For the first part, go here.
In the previous post, I introduced the book, my initial feelings, and covered chapters one and two. This post will be shorter as there is little to nothing that a 3.x DM can use in the following chapters. As stated in my first post, however, that there might be something that a 3.x player would find useful, and I believe that I should cover it for 4e fans as well. We may play different version, but we all love DnD!
This chapter is all about the skill challenges, and offering alternate rules and suggestions on how to run them. The chapter seems well written, and for those who love skill challenges, I’m sure that this portion of the book will come in handy. I really can’t comment on skill challenges since don’t use them in 3.5. There is something that bothers me about them.. Something I can’t quite put my finger on. I would like other people’s opinions on skill challenges and how they utilize them and if they are something worth incorporating in a 3.5 game…
This chapter deals with altering monsters and creating your own. I like the templates and how to create interesting and difficult encounters. I have made it clear that while 4e isn’t my preferred game, that I don’t outright hate it. To me it is a personal choice, like eating meat as opposed to being a vegan (and no this is not a simile that 3.x has more “meat,” than 4e). One thing I will say about 4e that I really enjoy is the monsters (for the most part). I think that monsters are easier to manage with their powers labeled out the way that they are as opposed to 3.x.
Mostly has magic items and rewards are in this chapter, however on page 161 it starts getting into Organizations. How to create them, their motivations, and power struggles, etc. There is very interesting info in these few pages.
The final chapter of the DMG 2 focuses on Paragon campaigns. This is something of a blessing, from what I understand, for 4e players. Many players and DMs complained of lack of adventures or guidance during this stage of play. The ideas, even though for 4e, can serve as inspiration for 3.x DM’s as well.
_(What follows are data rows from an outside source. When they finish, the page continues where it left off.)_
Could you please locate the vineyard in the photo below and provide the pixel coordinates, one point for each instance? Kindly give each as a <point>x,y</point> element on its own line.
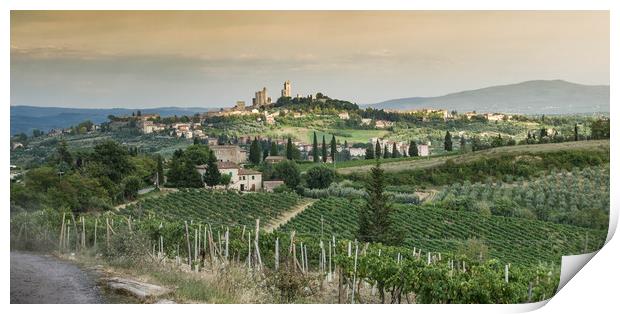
<point>214,207</point>
<point>361,273</point>
<point>512,240</point>
<point>579,198</point>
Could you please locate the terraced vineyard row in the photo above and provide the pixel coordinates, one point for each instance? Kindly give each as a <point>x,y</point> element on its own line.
<point>215,207</point>
<point>513,240</point>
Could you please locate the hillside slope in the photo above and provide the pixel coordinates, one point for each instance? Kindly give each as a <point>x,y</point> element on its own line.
<point>530,97</point>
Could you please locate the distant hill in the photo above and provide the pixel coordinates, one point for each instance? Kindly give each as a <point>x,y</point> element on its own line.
<point>26,118</point>
<point>531,97</point>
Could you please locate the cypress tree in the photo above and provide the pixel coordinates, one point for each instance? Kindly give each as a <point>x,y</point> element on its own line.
<point>160,171</point>
<point>374,217</point>
<point>324,150</point>
<point>315,149</point>
<point>447,144</point>
<point>255,152</point>
<point>576,133</point>
<point>289,149</point>
<point>413,149</point>
<point>333,148</point>
<point>274,149</point>
<point>370,151</point>
<point>212,175</point>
Final verdict: While chapter one and two are well written and offer the most for a 3.5 DM, I don’t feel that the book is worth the cost for just those two chapters. The first two chapters, I really did enjoy reading, but they do not offer anything revolutionary or novel, to me.
However, I do think that the book would be great for 4e DM’s. It has a fountain of information that will enhance their games, make their lives easier, and offer possible new insights to a blossoming game or starting DM.
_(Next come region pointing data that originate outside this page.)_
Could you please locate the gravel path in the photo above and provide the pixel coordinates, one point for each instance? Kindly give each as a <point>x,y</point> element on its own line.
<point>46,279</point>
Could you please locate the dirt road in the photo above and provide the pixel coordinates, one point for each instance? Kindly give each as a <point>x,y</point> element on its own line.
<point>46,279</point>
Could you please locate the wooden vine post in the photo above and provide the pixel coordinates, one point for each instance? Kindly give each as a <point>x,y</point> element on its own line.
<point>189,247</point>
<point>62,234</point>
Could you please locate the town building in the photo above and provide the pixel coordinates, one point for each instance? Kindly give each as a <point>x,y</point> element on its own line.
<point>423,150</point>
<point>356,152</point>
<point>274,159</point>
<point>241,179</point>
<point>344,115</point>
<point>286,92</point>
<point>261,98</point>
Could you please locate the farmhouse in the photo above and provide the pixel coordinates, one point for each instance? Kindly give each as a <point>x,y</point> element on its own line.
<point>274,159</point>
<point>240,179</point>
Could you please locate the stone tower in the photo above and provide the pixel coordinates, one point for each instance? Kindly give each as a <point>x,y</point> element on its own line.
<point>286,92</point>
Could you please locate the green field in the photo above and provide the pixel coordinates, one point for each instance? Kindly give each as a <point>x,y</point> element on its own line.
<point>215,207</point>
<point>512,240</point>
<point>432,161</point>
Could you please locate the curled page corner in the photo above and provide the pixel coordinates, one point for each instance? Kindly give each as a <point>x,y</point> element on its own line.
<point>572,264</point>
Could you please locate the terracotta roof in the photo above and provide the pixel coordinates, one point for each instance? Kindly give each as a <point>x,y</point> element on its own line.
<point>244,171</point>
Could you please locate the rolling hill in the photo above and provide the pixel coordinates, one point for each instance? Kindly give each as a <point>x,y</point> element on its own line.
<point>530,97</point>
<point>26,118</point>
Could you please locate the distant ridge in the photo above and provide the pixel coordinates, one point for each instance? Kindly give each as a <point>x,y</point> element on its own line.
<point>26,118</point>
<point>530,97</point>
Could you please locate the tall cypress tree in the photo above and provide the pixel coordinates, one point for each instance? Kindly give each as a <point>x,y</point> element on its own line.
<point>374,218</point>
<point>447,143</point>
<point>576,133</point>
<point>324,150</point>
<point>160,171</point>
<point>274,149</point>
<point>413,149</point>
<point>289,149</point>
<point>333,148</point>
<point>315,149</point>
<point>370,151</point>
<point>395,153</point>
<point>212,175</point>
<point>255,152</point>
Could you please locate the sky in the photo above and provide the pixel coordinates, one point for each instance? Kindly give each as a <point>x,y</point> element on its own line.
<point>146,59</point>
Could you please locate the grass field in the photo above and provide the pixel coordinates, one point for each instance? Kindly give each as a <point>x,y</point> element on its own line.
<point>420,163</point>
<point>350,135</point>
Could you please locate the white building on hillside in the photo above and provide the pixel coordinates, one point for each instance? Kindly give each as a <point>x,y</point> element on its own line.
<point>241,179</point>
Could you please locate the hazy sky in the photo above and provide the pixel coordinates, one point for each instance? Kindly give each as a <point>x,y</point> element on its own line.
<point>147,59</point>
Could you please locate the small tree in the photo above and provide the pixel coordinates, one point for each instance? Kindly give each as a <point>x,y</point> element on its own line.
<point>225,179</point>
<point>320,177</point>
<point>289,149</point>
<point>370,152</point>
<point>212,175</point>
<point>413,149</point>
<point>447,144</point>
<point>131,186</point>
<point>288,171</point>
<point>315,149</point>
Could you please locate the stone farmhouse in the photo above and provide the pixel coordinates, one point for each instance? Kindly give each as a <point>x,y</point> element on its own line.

What I want: If there is such a thing, by all means comment and let me know.. I am looking for a book on Advanced DMing/DM Theory. I have hopes that the Pathfinder GameMastery Guide will provide deeper insight, but I’m not placing high hopes (this is not a knock against Pathfinder, because I believe that the game is amazing).
I just want a book that really goes in-depth with the intricacies of DMing, out of the normal that seems to now be the staple topics that are covered in the DMG and DMG2. So if you know of such a book, by all means, let me know! Thanks!